Multidão se reúne para homenagem em Londres

Britânicos, estrangeiros e associações muçulmanas passaram por Trafalgar Square para lembrar das vítimas do ataque de Westminster

Andrei Netto, Enviado Especial / Londres, O Estado de S.Paulo

23 de março de 2017 | 21h12

A baixa temperatura não impediu que uma multidão se reunisse nesta quinta-feira em Trafalgar Square, no centro de Londres, para homenagear as vítimas do atentado de Westminster, na quarta-feira. Britânicos e estrangeiros tiveram a companhia de militantes de associações e ONGs muçulmanas, que tentavam mostrar que atentados cometidos em nome do Islã não têm nada a ver com a religião.

A cerimônia contou com um forte esquema de segurança pelo temor de novos ataques. Ruas adjacentes foram fechadas ao tráfego de veículos e helicópteros fizeram o patrulhamento aéreo permanente. Na maior parte do tempo, a manifestação foi silenciosa, com pessoas comuns portando velas. 

O silêncio respeitoso só foi quebrado pelos discursos políticos de algumas poucas autoridades, entre as quais o prefeito de Londres, Sadiq Khan – o primeiro administrador de confissão muçulmana da história da capital.

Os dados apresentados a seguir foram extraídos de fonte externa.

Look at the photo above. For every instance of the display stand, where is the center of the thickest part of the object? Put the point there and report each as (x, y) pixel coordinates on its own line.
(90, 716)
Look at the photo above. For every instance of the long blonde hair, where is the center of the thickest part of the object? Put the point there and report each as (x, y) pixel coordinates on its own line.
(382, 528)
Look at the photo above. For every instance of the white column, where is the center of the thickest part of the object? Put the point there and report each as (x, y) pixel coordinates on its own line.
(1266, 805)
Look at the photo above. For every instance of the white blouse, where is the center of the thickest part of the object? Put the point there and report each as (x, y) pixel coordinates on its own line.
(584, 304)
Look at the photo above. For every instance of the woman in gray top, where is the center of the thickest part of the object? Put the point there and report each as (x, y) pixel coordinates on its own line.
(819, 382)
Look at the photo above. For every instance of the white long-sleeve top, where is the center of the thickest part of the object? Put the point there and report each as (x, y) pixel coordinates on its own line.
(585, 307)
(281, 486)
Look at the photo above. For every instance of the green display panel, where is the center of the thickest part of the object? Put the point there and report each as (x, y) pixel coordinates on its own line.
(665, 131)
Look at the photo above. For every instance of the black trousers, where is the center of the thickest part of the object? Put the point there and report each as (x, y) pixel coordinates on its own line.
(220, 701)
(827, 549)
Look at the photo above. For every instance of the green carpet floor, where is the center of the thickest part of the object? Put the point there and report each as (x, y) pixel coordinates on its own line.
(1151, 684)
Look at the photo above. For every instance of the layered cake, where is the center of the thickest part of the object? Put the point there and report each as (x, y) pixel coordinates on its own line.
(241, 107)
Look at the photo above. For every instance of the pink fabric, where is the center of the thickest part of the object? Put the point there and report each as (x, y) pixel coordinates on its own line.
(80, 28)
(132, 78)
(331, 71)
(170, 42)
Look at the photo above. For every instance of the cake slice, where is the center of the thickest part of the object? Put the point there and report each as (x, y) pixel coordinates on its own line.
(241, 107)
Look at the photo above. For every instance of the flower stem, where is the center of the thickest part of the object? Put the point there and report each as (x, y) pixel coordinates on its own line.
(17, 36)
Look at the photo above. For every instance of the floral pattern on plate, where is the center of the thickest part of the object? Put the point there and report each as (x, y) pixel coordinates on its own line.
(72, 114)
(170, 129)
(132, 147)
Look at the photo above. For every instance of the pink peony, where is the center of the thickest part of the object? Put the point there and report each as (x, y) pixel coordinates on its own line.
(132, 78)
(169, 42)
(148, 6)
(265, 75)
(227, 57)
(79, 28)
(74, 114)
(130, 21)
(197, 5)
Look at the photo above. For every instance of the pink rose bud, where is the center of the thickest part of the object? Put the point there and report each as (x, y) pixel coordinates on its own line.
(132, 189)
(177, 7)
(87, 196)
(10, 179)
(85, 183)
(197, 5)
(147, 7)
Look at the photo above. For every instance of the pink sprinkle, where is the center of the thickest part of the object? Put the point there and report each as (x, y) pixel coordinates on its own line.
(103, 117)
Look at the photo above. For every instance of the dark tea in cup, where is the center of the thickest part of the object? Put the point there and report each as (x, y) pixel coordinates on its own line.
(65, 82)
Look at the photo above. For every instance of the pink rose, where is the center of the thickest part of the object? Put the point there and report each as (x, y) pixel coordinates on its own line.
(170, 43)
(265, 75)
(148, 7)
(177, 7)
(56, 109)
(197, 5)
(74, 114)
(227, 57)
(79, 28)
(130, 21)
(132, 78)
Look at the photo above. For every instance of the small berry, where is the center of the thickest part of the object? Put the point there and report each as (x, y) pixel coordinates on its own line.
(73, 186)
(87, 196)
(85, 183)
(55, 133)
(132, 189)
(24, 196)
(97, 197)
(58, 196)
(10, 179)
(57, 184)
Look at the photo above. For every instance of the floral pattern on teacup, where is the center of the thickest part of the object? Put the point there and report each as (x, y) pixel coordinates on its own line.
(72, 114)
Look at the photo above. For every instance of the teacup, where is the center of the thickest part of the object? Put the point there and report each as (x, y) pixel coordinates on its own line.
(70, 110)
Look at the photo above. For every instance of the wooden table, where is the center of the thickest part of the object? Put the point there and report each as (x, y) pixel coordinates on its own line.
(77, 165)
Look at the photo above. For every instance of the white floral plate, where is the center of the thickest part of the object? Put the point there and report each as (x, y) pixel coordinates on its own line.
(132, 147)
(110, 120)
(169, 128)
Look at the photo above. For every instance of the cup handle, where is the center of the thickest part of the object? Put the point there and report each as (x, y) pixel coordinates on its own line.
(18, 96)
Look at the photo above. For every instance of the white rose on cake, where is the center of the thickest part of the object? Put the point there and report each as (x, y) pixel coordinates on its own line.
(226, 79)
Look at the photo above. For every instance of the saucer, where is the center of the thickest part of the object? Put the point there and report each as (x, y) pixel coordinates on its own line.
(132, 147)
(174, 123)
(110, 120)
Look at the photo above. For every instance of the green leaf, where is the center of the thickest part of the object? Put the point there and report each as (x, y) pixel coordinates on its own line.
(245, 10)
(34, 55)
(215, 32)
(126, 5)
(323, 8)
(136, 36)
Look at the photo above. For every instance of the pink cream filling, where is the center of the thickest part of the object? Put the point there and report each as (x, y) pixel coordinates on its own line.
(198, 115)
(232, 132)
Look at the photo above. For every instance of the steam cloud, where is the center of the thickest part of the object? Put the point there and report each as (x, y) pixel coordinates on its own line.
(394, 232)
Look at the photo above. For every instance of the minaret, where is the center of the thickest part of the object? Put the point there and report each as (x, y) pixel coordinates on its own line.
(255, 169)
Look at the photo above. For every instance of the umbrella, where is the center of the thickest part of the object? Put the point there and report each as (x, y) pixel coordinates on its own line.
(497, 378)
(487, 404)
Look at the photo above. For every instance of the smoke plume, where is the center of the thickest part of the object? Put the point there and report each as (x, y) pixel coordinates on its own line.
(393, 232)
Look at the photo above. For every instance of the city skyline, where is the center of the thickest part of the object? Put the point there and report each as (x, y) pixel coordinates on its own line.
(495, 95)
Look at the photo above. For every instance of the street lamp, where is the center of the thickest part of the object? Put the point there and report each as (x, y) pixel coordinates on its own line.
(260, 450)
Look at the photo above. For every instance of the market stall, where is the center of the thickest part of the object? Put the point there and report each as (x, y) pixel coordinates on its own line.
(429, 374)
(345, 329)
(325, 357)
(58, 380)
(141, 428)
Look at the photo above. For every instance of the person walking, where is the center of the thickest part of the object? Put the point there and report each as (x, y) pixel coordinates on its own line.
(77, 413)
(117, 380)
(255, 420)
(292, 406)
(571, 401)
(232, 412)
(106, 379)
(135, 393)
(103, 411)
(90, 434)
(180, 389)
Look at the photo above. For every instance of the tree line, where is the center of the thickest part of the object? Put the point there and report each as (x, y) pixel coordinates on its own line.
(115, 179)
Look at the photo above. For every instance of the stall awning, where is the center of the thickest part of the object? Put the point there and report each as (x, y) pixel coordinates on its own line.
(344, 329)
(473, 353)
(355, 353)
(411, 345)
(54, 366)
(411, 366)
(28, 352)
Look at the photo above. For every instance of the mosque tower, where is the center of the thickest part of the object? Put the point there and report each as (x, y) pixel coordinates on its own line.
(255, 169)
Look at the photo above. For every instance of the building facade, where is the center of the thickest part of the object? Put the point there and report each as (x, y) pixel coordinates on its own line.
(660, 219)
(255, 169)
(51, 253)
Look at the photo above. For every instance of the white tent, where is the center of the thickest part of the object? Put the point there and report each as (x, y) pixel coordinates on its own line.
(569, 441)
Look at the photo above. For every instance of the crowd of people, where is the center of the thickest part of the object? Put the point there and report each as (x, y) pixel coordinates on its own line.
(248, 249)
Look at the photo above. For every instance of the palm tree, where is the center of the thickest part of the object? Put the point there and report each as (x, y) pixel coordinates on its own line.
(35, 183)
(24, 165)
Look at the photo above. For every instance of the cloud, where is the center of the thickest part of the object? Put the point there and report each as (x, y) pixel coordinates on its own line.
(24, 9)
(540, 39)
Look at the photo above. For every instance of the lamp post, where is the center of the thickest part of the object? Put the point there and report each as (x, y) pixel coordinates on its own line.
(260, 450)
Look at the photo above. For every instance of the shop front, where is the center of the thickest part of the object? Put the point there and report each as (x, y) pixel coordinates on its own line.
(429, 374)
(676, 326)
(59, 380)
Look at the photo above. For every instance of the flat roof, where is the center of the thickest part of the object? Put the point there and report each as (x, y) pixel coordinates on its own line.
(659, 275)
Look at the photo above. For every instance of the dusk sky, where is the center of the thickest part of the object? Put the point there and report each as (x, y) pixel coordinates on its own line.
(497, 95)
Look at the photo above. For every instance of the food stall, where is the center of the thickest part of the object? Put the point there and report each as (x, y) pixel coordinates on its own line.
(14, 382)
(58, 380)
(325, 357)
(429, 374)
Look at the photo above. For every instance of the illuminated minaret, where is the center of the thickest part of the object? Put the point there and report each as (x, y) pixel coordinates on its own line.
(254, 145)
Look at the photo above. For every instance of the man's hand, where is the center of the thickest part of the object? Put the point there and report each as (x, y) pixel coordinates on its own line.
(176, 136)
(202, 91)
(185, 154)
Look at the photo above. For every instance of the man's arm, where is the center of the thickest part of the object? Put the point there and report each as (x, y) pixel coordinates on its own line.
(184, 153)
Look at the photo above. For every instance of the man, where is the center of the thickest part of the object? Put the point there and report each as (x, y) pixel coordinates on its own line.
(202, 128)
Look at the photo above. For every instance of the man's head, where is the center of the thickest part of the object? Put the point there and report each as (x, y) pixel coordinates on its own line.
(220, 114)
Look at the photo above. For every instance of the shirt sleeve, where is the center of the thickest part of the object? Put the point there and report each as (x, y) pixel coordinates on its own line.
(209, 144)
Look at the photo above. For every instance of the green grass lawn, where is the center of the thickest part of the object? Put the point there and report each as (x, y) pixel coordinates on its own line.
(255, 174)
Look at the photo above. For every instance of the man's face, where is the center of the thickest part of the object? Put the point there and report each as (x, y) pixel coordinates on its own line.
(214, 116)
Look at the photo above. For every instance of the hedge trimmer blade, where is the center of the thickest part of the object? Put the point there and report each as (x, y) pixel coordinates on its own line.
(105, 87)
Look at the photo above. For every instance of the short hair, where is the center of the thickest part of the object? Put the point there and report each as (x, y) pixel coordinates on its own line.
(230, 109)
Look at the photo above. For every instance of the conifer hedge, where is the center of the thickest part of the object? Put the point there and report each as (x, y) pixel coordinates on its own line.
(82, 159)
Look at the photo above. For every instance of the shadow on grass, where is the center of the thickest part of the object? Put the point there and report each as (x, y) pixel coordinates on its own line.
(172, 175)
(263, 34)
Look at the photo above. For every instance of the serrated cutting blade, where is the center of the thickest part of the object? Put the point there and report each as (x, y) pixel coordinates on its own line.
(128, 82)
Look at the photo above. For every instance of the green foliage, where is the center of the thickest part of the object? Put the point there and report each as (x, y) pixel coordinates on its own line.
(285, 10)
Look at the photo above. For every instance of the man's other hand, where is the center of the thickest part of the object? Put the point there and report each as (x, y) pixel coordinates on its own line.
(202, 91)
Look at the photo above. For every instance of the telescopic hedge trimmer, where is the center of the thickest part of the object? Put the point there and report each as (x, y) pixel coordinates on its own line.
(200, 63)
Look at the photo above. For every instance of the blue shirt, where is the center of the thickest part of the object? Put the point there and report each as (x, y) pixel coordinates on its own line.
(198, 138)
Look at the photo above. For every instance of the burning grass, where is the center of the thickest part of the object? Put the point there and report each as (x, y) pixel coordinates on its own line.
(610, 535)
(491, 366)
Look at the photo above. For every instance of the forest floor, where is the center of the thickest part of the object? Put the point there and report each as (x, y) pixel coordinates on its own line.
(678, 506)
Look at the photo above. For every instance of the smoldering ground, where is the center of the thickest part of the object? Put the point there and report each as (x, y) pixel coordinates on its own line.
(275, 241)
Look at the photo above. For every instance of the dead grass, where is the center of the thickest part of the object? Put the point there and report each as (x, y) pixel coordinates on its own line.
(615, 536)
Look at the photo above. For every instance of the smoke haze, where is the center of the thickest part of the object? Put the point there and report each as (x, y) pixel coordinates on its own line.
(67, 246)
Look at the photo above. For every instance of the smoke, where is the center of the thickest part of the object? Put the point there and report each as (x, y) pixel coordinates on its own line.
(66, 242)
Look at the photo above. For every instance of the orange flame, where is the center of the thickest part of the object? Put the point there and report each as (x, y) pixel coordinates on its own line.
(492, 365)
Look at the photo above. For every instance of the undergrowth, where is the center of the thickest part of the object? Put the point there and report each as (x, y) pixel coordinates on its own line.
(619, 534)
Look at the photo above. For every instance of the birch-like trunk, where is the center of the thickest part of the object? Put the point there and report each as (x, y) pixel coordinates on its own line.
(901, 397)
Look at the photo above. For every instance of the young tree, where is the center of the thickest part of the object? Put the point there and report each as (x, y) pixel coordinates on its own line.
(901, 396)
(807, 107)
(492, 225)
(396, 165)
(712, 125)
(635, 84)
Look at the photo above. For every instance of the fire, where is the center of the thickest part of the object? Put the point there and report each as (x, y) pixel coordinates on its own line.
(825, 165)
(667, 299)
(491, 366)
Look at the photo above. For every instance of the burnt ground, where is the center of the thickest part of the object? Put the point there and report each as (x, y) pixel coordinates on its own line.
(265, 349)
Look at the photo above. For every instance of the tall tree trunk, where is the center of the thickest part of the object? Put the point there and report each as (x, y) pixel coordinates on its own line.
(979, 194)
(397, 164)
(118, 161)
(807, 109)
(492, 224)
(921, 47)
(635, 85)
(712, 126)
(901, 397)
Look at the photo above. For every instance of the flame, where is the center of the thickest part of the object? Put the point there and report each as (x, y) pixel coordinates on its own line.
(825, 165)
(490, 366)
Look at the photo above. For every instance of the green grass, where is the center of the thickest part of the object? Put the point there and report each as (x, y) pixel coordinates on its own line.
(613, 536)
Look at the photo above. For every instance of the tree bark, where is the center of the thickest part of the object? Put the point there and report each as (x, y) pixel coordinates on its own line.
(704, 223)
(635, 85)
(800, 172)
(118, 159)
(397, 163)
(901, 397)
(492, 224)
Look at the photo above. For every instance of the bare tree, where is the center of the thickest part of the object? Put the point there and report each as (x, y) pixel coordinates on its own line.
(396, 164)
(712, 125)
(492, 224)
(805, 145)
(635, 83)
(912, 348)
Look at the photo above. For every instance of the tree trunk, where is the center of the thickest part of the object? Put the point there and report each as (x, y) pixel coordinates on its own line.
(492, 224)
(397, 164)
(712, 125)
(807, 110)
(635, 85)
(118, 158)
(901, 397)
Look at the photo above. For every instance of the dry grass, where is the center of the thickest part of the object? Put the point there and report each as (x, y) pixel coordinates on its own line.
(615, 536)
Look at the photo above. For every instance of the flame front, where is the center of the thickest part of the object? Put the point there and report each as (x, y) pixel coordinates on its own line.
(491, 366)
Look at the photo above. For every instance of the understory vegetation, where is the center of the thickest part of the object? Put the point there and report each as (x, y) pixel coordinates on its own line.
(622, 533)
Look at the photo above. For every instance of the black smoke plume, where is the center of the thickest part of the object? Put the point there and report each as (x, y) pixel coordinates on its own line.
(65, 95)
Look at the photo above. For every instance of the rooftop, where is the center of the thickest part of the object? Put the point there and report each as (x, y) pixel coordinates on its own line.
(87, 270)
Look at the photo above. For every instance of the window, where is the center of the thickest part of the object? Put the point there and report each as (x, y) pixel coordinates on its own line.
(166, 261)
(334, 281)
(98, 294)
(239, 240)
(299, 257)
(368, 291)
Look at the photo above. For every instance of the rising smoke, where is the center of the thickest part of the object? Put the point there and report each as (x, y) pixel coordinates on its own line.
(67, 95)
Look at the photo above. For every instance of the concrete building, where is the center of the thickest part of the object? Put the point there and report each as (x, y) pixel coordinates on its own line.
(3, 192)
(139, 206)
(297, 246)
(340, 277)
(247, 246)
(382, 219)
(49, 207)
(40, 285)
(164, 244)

“Nós estamos aqui esta noite para nos lembrarmos das pessoas que perderam a vida. Os londrinos não serão jamais intimidados pelo terrorismo”, afirmou. “Londres é uma cidade linda e cheia de pessoas incríveis com trajetórias diferentes. Nós nos levantamos para proteger nossos valores.”

União. Em meio à multidão, foi possível encontrar britânicos, muitos descendentes de estrangeiros, de diferentes perfis e classes sociais. Fionna, aposentada, mostrou-se emocionada. “Eu sou londrina e não concordo com a violência ou com o terrorismo”, disse, elogiando a presença de grupos muçulmanos na manifestação. “É maravilhoso que tenham vindo. Creio que associar a religião ao terrorismo não é certo. Não muito tempo atrás vivíamos o terrorismo do IRA, e hoje vivemos em paz. Espero que reencontremos a paz no futuro. Só não sei quando será possível.”

Os grupos religiosos em Trafalgar levavam faixas com dizeres como “Amor para todos, ódio para ninguém”, enquanto alguns integrantes vestiam camisetas com frases convidando ao diálogo inter-religioso.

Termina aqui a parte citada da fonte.